Anycast recursive DNS

From Wikitech-static
Jump to navigation Jump to search

In order to improve resiliency of recursive DNS, this setup leverages BGP and anycast.

Task: https://phabricator.wikimedia.org/T186550

CR: https://gerrit.wikimedia.org/r/c/operations/puppet/+/397723/

Limitation of a non-anycast setup

  • Some services don't fail over fast enough to the 2nd server listed on resolv.conf when one fails
  • If the two servers of a site (or the whole site) fails, servers relying on them will experience an outage
  • LVS/pybal depends on DNS and thus making it a chicken/egg problem

Configuration

Anycast rec-dns diagram.png

Server side

modules/role/manifests/dnsrecursor.pp  include ::profile::bird::anycast

hieradata/role/common/recursor.yaml (global)

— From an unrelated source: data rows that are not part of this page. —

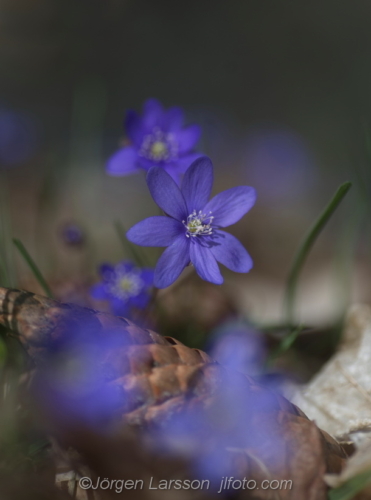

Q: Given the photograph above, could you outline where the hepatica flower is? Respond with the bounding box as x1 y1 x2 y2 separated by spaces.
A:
127 157 256 288
90 261 153 316
106 99 201 182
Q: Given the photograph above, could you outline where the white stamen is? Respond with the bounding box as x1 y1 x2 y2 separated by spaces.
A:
139 127 178 161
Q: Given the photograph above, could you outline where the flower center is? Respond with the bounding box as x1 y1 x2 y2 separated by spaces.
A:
182 210 214 238
139 127 178 162
110 272 144 300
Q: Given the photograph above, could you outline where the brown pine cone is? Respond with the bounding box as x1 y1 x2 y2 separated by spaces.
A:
0 288 346 500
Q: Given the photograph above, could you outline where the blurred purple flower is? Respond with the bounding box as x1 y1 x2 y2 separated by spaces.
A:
106 99 201 182
61 222 85 247
207 321 266 375
127 157 256 288
0 109 37 167
90 261 153 316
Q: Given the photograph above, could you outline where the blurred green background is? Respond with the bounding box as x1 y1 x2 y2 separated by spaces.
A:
0 0 371 323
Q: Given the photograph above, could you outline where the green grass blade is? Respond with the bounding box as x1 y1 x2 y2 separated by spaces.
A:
13 238 53 298
266 325 304 367
285 182 352 324
114 221 150 267
328 470 371 500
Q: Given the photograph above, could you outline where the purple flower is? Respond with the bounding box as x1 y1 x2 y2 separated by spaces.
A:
90 261 153 316
127 157 256 288
106 99 201 182
61 222 85 247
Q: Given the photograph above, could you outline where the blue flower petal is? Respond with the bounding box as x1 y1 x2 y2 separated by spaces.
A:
106 146 139 176
126 215 185 247
162 106 184 132
210 231 253 273
203 186 256 227
190 241 224 285
147 167 188 221
174 125 201 154
99 264 115 280
90 283 109 300
142 99 164 132
125 109 145 148
154 235 190 288
181 156 214 214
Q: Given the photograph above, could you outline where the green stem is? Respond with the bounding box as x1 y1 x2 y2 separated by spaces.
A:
285 182 352 324
13 238 53 298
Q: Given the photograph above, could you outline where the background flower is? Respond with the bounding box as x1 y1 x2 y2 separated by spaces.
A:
106 99 201 181
90 261 153 316
127 157 256 288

profile::bird::advertise_vips:
  recdns.anycast.wmnet:
    address: 10.3.0.1 # VIP to advertise (limited to a /32)
    check_cmd: '/usr/lib/nagios/plugins/check_dns_query -H 10.3.0.1 -l -d www.wikipedia.org -t 1'
    service_type: recdns


check_cmd

In this case we re-use an Icinga NRPE check, installed on all the servers:

/usr/lib/nagios/plugins/check_dns_query -H 10.3.0.1 -l -d www.wikipedia.org -t 1

Troubleshooting

Know which server a client is redirected to

$ dig @10.3.0.1 CHAOS TXT id.server. +short

Ensure all servers can reach the VIP

bblack@cumin1001:~$ sudo cumin '*' 'dig @10.3.0.1 CHAOS TXT id.server. +short'

Failure tests

Single local recursor failure

bblack@backup2001:~$ while [ 1 ]; do echo ======; date; dig @10.3.0.1 CHAOS TXT id.server. +short; sleep 1; done

"so I can see a result once a second, I've tried stopping just healthchecker, stopping or killing the recursor, etc"

Traffic routes to the one working local node within the second.

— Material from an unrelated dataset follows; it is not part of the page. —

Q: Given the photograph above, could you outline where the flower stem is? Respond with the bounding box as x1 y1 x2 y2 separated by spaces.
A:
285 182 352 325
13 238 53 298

Double local recursor failure

Eg. take down dns2001/dns2002

Request end up on dns1001/dns1002

Limitations

  • If the DNS recursors have the anycast VIP as only resolver in resolv.conf, then processes depending on DNS will fail until pdnsd starts as they will try to connect to the local recdns service instead of being routed to the closest server.
    • Workaround is to either hardcode real recursors IPs or have a daemon that remove the VIP loopback

Future evolution

  • Add Icinga monitoring to check local recursors work (eg. Icinga check on bastX hosts that check it's dnsX that reply and not dnsY)